Auranofin versus injectable gold. Comparison of pharmacokinetic properties
- PMID: 6419592
- DOI: 10.1016/0002-9343(83)90483-7
Auranofin versus injectable gold. Comparison of pharmacokinetic properties
Abstract
The new oral gold compound auranofin differs pharmacokinetically from the existing injectable gold compounds such as gold sodium thiomalate. Following a standard 50 mg intramuscular injection of gold sodium thiomalate, plasma gold levels rise sharply, peak between 400 and 800 micrograms/dl in approximately two hours, then decline to approximately 300 micrograms/dl by seven days. With repeated 50 mg weekly injections, stable plasma concentrations are gradually achieved, although absolute levels vary greatly among individual subjects. On the other hand, auranofin is associated with lower (50 to 70 micrograms/dl) and more predictable plasma concentrations. Single-dose kinetic studies using isotopically labelled gold show that the plasma disappearance half-time for gold sodium thiomalate is relatively rapid (approximately six days) compared with 17 days for auranofin. Both compounds are retained within the body over prolonged periods. Retention of auranofin is much less, about 1 percent of the original tracer dose remaining at 180 days, compared with more than 30 percent retention of gold sodium thiomalate. Excretory pathways are notable different.

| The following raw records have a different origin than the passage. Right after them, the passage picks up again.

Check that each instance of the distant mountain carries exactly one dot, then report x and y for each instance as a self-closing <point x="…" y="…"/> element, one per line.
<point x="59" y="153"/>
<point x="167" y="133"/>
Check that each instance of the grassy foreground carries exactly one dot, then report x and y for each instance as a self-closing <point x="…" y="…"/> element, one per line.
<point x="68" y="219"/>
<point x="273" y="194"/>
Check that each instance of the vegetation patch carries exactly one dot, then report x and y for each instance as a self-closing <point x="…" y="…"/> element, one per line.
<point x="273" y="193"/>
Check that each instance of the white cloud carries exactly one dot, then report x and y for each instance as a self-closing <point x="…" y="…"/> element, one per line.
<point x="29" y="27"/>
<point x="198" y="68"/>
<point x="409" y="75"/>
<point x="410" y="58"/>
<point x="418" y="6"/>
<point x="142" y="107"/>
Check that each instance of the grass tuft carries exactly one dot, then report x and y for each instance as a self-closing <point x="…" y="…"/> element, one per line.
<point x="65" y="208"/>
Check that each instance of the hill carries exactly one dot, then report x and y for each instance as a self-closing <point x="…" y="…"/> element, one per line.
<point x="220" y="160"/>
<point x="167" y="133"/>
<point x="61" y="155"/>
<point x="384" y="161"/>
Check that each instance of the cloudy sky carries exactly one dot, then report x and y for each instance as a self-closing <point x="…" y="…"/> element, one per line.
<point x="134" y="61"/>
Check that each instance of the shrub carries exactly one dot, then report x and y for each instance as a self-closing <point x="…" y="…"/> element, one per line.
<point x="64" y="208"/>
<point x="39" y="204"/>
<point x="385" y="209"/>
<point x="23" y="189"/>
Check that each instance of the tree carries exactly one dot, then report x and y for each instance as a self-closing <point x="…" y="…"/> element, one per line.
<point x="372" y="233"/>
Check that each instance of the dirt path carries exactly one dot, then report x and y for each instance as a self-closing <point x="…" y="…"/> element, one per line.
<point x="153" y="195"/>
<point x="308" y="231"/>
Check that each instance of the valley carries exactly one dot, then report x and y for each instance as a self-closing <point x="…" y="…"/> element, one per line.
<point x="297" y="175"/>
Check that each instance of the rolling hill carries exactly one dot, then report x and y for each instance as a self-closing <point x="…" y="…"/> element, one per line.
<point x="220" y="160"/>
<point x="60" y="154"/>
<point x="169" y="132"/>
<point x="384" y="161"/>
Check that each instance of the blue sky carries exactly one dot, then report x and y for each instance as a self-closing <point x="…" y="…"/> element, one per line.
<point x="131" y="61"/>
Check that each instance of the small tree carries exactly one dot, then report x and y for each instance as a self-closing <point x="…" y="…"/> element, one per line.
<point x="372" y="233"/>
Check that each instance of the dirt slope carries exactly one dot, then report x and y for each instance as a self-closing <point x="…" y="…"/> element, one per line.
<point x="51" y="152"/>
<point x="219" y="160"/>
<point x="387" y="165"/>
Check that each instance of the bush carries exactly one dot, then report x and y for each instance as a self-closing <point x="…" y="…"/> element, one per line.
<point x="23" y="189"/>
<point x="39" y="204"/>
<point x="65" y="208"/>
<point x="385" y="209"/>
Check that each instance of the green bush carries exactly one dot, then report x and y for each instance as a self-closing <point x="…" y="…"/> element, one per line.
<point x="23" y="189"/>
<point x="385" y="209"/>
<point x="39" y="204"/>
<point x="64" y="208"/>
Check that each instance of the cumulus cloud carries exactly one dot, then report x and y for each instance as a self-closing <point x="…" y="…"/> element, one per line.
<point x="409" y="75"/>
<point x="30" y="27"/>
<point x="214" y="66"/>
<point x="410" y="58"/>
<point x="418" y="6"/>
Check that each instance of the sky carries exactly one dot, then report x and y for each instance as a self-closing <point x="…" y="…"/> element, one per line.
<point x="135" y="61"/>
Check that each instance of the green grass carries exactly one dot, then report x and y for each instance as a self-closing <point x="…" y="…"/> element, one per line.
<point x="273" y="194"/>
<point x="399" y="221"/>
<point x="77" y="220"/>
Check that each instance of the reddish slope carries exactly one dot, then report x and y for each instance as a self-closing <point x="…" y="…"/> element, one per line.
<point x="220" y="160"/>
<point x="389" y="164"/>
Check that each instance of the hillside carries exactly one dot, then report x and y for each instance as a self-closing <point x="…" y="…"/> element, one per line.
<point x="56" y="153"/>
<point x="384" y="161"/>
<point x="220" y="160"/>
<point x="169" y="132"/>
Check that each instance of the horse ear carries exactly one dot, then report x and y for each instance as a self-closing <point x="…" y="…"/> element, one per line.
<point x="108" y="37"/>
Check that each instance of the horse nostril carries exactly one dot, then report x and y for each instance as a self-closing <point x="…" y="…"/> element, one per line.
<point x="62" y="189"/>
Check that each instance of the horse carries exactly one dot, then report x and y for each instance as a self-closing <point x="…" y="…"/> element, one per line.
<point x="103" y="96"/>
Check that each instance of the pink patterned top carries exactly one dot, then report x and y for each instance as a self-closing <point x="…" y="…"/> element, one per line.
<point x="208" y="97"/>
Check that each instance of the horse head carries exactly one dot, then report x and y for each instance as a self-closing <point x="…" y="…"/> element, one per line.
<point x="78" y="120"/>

The majority of gold sodium thiomalate (greater than 70 percent) is excreted by the kidneys, with the remaining fraction appearing erratically in the stool. In contrast, the enteric pathway represents the major excretory route for auranofin, with nearly 85 percent of the dose eventually recoverable in the stool and less than 15 percent in the urine. In human subjects, parenterally administered gold is almost universally dispersed among body tissues, although highest concentrations occur in the organs of the reticuloendothelial system and the adrenal and renal cortices. Comparable studies are not available for auranofin, but animal studies show comparatively less affinity for liver, kidney, and spleen. To date, attempts to correlate the pharmacokinetics of the injectable gold compounds with clinical response and toxicity have been largely unsuccessful. The distinctive pharmacokinetic profile of auranofin, when compared with gold sodium thiomalate, may nonetheless account in part for the clinical and pharmacologic differences between these compounds.